What business are we in?
Twenty five years ago I used to think it was the cow business or the bison business but someone told me that I was really in the grass business. It turned my whole thinking around. Now I say we are in the water, sunlight, and soil nutrient business. In short, yes, the grass business. This conference has brought this home to us emphatically. We are in the forage business and we market through a four legged, self-reproducing, bioreactor that we call a bison.
There is a behavioral trait of that particular vehicle that we market. The bison goes into the storm and through the storm. Everyone else goes the other way. This was a survival tactic and that is why they survived. The "Bison Predation" film we saw has an important lesson for us. See our competitors as the wolves. They know we have a good product, it is the best one around and they will take a cut out of it if we do not run together and protect the calves, the new entrepreneurs in our business, we will lose them and there will be some casualties. It is a good lesson and a wonderful marketing tool to have this competitive world represented by the wolves and the herd running together protecting the calves.
The film raised an interesting question. If those bison had stood their ground and not started to run they probably would not have had many problems with the wolves. But they let the wolves put them on the run. Will we allow our competitors to put us on the run so we expose our flanks and run into a problem in the future?

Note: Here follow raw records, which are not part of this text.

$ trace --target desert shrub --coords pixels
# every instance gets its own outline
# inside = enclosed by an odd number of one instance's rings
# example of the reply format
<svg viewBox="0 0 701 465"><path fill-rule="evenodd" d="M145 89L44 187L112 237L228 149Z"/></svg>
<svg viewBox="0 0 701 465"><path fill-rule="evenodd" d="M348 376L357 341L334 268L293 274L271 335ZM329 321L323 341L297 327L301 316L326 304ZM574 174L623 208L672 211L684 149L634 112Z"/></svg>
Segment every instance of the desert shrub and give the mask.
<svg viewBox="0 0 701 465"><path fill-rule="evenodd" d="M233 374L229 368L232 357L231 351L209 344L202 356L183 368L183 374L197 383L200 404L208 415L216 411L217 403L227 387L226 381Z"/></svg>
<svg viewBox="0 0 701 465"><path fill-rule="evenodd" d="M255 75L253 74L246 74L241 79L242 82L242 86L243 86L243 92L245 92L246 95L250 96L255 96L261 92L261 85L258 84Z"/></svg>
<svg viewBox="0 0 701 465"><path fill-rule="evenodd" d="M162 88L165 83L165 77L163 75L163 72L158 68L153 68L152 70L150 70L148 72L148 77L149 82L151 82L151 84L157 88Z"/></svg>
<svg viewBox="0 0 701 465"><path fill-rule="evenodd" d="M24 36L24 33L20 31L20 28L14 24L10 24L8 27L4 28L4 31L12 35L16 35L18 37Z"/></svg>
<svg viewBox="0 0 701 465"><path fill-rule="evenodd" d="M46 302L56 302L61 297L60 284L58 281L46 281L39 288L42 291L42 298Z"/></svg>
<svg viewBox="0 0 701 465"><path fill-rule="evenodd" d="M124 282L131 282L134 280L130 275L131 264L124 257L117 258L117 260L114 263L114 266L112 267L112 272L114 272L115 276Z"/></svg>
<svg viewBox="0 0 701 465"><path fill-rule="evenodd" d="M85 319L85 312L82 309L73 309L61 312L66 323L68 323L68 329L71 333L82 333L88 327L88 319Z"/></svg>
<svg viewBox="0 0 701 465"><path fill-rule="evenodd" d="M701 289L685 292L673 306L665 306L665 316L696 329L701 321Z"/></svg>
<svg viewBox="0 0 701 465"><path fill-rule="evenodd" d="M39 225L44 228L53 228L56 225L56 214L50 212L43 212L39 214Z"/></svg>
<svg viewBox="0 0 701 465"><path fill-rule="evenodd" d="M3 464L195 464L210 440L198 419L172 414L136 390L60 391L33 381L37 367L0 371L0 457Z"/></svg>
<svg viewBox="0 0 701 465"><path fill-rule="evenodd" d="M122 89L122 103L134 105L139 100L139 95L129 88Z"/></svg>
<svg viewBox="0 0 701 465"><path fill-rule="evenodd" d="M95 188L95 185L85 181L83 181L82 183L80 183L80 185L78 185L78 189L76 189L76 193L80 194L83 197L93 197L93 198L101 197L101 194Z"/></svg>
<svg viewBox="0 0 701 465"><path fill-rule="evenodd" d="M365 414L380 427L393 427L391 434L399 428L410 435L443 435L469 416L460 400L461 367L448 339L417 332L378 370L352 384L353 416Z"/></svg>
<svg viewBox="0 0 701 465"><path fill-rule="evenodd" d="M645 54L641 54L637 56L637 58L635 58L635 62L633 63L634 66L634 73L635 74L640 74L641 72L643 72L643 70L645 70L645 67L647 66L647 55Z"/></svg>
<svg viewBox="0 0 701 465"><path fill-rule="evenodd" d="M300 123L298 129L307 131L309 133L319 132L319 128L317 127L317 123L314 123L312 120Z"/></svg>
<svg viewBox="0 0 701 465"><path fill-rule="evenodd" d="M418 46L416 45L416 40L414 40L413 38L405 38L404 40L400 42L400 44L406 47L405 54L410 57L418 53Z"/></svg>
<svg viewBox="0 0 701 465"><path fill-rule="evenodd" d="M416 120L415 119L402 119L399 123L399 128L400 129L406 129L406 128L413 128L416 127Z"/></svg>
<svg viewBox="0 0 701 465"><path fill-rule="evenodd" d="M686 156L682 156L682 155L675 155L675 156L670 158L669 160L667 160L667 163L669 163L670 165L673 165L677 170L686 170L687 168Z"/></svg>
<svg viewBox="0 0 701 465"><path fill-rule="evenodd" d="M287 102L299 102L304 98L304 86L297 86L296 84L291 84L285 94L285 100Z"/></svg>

Can you imagine what your ancestors must have thought 100 years ago when every book they picked up said the bison are gone? Let me tell you ladies and gentlemen, your enthusiasm and dedication, your feel for the environment and the uniqueness of the bison say "bison are back", they are here to stay. They were here to stay a hundred years ago when the wolves were chasing the last few wood bison that were left and they are still here this winter with the wolves chasing them again.
The difference is, there are now literally thousands of producers that believe the bison are back. That heartfelt feeling and belief along with your actions whether it be handling bison on your ranch or developing new products or selling our product to our urban neighbors clearly say the bison are back. The actual delivery of these products that bring satisfaction to the consumer will ensure that the bison are here to stay. The challenge is yours. You cannot distinguish the people from the product. The bison run into the storm. You, in the bison industry are running into the storm. Remember, the wolves will cut you out and put you at risk if you turn and run the other way.